Chaque jour, un nombre infini de chats, chiens et autres animaux souffrent et meurent dans les
mains des personnes supposées prendre soin d’eux et les protéger. Les violences physiques ou
psychologiques, la négligence et la maltraitance sont une réalité quotidienne pour de nombreux
animaux. Leur seul espoir est qu’une personne bienveillante agisse avant qu’il ne soit trop tard.
Les « amasseurs » d’animaux ne sont pas des personnes qui possèdent un peu trop d’animaux –
ce sont des individus dont la maladie mentale ou la compulsion peuvent entraîner des
comportements criminels avec des conséquences terribles pour les animaux, leur propre famille et
leur voisinage. Les amasseurs existent pratiquement partout et on les trouve dans toutes les
catégories économiques et sociales, sexes et niveaux d’éducation. Une tendance de plus en plus
courante et inquiétante chez les amasseurs est de se faire passer pour un refuge ou un centre
d’accueil d’urgence. Des centaines d’animaux malades, affamés, blessés, mourants ou morts ont
été trouvés lors de perquisitions dans les locaux de ces amasseurs. Souvent, la cruauté des
personnes qui maltraitent des animaux ne connaît pas la barrière des espèces. Des recherches en
psychologie et criminologie démontrent que les agresseurs d’animaux ont tendance à répéter leurs
crimes et commettent des actes similaires avec des membres de leur propre espèce. Ce
phénomène est connu des services de polices et des travailleurs sociaux sous le nom du « lien ».

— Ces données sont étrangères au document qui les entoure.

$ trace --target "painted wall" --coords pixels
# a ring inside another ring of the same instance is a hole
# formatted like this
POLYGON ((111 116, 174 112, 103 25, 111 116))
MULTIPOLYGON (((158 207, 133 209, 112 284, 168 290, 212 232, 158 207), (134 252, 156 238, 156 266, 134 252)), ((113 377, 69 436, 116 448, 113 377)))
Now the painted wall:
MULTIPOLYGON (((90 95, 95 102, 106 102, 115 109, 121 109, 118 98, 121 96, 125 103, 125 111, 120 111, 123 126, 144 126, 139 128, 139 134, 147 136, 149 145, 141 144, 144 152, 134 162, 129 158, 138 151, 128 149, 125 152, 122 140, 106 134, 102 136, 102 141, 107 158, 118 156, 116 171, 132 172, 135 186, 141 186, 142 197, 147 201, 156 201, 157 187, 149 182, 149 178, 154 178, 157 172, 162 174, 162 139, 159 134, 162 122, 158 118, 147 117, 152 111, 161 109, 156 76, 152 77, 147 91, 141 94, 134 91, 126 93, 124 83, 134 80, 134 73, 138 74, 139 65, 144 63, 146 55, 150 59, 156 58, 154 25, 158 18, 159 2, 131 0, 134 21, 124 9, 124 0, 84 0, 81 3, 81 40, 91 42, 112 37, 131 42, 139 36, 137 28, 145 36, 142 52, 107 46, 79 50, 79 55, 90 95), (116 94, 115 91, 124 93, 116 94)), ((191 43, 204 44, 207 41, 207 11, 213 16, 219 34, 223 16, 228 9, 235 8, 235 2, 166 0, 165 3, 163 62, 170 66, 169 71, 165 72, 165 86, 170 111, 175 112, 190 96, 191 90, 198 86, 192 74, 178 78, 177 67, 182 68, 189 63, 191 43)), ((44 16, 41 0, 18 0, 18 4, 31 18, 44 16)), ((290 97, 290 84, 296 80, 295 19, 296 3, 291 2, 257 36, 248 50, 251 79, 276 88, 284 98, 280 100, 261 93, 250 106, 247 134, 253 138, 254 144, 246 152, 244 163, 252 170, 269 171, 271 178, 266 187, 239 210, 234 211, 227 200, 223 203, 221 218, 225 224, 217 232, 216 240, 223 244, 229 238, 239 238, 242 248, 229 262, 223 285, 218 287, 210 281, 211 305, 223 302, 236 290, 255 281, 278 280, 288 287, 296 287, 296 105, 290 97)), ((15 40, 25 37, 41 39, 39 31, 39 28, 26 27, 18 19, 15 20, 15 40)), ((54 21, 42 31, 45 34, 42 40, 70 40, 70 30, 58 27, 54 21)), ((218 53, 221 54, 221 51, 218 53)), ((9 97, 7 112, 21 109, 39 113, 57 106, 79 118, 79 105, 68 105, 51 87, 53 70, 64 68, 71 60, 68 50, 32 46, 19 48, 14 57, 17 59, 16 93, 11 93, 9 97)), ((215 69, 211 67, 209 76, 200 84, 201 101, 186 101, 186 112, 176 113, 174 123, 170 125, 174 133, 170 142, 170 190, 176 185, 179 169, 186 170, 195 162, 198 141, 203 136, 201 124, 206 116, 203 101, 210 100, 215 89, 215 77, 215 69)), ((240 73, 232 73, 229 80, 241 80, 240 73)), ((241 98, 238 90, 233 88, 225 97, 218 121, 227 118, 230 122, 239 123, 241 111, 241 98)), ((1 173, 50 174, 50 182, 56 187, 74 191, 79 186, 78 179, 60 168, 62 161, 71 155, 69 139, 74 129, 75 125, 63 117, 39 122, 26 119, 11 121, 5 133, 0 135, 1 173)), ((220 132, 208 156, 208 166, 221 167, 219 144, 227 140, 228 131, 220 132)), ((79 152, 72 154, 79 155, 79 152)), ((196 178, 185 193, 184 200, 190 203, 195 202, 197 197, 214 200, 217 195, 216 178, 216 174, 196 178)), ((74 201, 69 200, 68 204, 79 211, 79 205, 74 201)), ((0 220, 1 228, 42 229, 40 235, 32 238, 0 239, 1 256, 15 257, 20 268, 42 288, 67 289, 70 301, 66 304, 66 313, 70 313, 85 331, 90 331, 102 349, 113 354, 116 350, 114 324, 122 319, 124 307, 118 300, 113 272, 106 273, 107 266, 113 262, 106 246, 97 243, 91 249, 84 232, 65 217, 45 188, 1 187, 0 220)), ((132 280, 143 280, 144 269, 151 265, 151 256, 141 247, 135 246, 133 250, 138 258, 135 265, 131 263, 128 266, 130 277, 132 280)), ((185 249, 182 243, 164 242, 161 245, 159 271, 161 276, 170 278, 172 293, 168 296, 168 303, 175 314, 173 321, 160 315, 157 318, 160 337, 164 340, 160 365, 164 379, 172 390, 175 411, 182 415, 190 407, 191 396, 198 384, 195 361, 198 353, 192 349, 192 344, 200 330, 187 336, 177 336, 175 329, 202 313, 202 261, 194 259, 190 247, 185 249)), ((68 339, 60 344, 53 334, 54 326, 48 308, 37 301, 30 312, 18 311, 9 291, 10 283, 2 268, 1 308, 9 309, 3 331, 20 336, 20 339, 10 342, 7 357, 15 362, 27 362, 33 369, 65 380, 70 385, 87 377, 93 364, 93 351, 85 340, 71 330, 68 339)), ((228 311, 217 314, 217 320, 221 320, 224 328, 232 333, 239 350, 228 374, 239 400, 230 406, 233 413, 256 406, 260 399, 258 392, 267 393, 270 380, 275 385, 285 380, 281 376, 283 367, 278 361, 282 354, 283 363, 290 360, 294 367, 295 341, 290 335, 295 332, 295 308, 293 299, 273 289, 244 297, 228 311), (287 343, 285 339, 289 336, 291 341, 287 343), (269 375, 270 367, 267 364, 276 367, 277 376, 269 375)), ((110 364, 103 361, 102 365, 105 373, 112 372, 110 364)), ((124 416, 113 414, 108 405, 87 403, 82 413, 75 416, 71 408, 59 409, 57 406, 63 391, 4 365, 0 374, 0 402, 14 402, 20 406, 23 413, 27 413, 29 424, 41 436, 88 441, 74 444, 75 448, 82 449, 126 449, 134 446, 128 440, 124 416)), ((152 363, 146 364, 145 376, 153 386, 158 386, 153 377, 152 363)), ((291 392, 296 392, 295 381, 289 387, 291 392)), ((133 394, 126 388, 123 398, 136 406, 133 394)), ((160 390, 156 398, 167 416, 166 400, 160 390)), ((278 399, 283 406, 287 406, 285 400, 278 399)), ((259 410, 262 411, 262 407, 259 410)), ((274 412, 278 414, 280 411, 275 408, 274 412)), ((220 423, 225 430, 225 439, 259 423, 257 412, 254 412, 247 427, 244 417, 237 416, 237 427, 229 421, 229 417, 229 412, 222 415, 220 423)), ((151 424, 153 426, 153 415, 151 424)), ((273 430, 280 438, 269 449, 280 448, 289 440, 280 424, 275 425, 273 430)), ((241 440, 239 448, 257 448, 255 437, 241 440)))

Pour la sécurité de tous, il est essentiel que les services de police traitent sérieusement les cas de
cruauté envers les animaux et s’assurent que ces agresseurs soient dûment poursuivis et
condamnés.
« Quelqu’un qui s’est habitué à considérer la vie de n’importe quelle créature vivante
comme sans valeur, finit par penser qu’une vie humaine ne vaut rien. »

– Albert Schweitzer, humanitaire, philosophe.


Les animaux sont aussi souvent victimes dans les foyers où règne la violence. Une étude réalisée
aux Pays-Bas a établi un lien entre les violences domestiques et la cruauté envers les animaux.
De nombreux agresseurs tentent de contrôler leurs victimes, telles que leur partenaire ou leur
conjoint, en menaçant, torturant ou en tuant les animaux de leur victime. L’organisation
néerlandaise Kadera a déterminé que la cruauté envers les animaux faisait partie de l’histoire de
55 % des victimes qui avaient trouvé refuge dans un foyer pour femmes battues ayant répondu à
l’enquête. De nombreuses victimes humaines de violence domestique sont réticentes à partir de
chez elle par peur de ce qui arriverait à leurs animaux si elles n’étaient pas là pour les protéger.
C’est pourquoi il est essentiel que les services sociaux, les organisations de protection animale et
les autorités gouvernementales travaillent ensemble pour protéger toutes les victimes de violence
domestique.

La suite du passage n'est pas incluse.